If all the letters of the word "PATLIPUTRA" are arranged then find the number of words which can be formed when:

(1.) Relative order of vowels remain same
(2.) Vowels occupy even places

Class 11 P and C
Please solve

Answer 1

Answer:

Step-by-step explanation:

1) For fixed relative order of vowels we need to select 4 spaces without rearranging(AIUA) and then rearrange the remaining 6 letters(PTLPTR) in 6 spaces.

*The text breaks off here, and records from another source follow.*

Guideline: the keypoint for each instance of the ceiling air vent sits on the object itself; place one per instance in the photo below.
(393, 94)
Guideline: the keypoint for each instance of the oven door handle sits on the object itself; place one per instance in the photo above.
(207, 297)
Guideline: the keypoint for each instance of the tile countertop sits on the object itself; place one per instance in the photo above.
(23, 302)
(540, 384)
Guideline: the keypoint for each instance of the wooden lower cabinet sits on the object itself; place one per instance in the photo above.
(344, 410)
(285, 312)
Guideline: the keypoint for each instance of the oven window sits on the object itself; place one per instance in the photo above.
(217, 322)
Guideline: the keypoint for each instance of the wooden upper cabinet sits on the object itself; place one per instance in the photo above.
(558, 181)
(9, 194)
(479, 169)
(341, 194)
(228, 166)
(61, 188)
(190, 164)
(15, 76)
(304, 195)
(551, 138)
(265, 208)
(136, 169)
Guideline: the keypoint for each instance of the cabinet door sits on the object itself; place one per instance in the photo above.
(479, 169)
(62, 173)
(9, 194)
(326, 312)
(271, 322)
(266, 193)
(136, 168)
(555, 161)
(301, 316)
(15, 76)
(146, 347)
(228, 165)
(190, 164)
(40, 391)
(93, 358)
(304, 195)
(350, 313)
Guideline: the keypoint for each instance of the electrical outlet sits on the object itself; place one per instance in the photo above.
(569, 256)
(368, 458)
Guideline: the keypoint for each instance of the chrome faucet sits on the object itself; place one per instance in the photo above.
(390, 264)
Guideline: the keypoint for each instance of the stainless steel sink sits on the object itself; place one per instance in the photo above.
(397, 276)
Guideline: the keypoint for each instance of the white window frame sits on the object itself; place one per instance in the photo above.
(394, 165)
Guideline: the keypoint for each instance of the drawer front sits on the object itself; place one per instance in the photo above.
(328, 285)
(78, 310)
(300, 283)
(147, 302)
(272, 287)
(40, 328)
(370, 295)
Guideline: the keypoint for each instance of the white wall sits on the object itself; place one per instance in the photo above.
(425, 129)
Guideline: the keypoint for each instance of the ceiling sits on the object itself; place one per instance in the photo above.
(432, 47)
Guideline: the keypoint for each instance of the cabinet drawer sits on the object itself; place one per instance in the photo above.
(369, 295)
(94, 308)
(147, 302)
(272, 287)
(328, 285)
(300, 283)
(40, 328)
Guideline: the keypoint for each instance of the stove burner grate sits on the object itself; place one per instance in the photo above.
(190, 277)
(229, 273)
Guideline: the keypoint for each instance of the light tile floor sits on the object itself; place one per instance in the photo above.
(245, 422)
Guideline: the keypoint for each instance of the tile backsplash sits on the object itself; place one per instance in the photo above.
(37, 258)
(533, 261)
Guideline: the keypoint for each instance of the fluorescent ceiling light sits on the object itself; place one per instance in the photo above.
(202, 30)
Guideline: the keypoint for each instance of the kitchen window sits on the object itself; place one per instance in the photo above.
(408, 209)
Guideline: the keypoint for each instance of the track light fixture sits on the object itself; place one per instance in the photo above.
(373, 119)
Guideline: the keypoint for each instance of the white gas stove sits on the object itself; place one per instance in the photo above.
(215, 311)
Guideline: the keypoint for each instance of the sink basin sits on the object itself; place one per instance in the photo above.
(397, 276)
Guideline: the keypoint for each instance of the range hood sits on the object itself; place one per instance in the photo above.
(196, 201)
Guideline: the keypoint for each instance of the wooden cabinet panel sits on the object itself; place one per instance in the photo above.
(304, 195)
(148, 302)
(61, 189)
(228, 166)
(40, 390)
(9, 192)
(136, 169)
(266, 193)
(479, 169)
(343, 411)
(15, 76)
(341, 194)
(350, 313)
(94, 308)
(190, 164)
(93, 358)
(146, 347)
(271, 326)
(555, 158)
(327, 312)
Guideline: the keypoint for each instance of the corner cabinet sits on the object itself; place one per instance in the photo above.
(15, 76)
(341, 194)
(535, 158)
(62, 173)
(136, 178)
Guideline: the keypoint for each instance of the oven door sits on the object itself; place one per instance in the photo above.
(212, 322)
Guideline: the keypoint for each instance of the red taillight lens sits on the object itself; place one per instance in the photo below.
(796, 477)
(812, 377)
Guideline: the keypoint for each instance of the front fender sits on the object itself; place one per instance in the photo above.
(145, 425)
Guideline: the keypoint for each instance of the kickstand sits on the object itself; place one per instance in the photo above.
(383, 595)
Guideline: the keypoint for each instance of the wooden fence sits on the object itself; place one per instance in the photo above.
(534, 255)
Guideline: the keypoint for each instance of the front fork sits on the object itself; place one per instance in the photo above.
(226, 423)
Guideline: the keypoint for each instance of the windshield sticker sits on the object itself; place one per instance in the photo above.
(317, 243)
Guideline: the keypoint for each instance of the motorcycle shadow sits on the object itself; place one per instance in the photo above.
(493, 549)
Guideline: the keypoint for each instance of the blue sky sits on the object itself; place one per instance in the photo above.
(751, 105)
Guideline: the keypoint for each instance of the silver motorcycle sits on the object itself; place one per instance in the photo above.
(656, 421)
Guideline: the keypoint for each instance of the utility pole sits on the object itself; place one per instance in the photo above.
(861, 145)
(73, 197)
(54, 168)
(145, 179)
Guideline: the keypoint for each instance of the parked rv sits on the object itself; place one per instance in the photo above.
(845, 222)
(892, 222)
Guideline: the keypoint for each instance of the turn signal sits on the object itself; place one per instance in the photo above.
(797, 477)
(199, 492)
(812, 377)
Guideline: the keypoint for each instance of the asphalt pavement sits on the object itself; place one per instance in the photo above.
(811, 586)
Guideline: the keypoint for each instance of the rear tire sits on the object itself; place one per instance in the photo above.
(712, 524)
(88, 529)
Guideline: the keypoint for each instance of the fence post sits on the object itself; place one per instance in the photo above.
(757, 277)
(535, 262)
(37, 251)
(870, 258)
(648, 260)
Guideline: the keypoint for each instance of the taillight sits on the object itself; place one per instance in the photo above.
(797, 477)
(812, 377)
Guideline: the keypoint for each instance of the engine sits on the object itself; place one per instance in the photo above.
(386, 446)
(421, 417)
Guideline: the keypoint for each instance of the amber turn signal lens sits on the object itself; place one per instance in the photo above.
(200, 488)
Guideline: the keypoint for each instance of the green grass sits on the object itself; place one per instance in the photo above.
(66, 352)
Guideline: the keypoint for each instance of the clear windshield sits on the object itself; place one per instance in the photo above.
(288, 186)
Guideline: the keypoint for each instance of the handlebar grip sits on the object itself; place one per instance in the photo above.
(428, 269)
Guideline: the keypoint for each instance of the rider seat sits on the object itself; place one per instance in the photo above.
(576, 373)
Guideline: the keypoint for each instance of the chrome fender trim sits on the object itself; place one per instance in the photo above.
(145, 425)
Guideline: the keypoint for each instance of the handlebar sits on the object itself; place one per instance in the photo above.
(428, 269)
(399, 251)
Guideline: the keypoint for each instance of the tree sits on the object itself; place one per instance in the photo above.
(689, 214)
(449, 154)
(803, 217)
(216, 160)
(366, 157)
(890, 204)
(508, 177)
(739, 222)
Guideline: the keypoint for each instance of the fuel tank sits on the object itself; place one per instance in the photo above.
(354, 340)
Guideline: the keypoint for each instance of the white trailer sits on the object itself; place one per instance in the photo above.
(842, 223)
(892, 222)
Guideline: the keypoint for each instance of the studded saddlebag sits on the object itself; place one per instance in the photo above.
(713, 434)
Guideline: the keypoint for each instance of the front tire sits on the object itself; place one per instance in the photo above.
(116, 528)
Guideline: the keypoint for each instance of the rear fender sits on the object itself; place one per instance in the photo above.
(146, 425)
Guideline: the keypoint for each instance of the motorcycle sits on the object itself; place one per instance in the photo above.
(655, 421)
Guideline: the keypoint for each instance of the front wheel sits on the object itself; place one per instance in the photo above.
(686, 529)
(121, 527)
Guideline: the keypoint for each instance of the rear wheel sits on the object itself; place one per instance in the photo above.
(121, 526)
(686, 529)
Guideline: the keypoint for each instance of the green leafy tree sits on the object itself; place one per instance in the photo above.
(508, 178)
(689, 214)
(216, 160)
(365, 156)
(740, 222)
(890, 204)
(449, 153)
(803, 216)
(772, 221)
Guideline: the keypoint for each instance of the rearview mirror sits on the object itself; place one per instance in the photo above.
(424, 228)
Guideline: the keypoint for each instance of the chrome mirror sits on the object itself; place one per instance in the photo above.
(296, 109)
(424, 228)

Note: To rearrange n objects where object a is repeated p times and b is repeated q times and so on = n!/(p! * q! * ..)

Thus,

Number of words

= ¹⁰C₄ + [⁶c₆ * 6!/(2!*2!)]      

= 210 + 180

= 390

2) Total number of letters = 10

Total number of vowels = 4 (AIUA)

Number of possible even places = 5

Here, we select 4 spaces(AIUA) out of 5 even spaces and rearrange the vowels. After that we rearrange the 6 consonants(PTLPTR) in remaining spaces.

Note: To rearrange n objects where object a is repeated p times and b is repeated q times and so on = n!/(p! * q! * ..)

Thus,

Number of words

= [⁵C₄ * 4!/2!] + [⁶C₆ * 6!/(2! * 2!)]

= 60 + 180

= 240

Answer 2

$\large\underline{\sf{Solution-1}}$

The given word is PATLIPUTRA

Now, there are 4 vowels [A, A, U, I] in the word PATLIPUTRA.

So, number of ways in which 4 vowels can arrange themselves on their respective places is $\rm \: \dfrac{^4P_4}{2!}$ ways.

And number of ways in which remaining 6 consonants [P, P, T, T, R, L] on their respective places is $\rm \: \dfrac{^6P_6}{2! 2!}$ ways.

So, total number of ways relative order of vowels remain same is

$\rm \:= \dfrac{^4P_4}{2!} \times \dfrac{^6P_6}{2!2!}$

$\rm \: = \dfrac{24}{2} \times \dfrac{720}{4}$

$\bf\implies \:Number\:of\:ways\:=\:2160$

$\large\underline{\sf{Solution-2}}$

Now, there are 5 even places and 5 odd places. So, 4 vowels [A, A, U, I] can be arranged themselves in 5 places in $\dfrac{^5P_4}{2!}$

Now, remaining 6 consonants [P, P, T, T R, L] can arranged theselves in $\rm \: \dfrac{^6P_6}{2!2!}$ ways.

So, total number of ways vowels occupy even places is

$\rm \:= \dfrac{^5P_4}{2!} \times \dfrac{^6P_6}{2!2!}$

$\rm \: = \dfrac{120}{2} \times \dfrac{720}{4}$

$\bf\implies \:Number\:of\:ways\:=\:10800$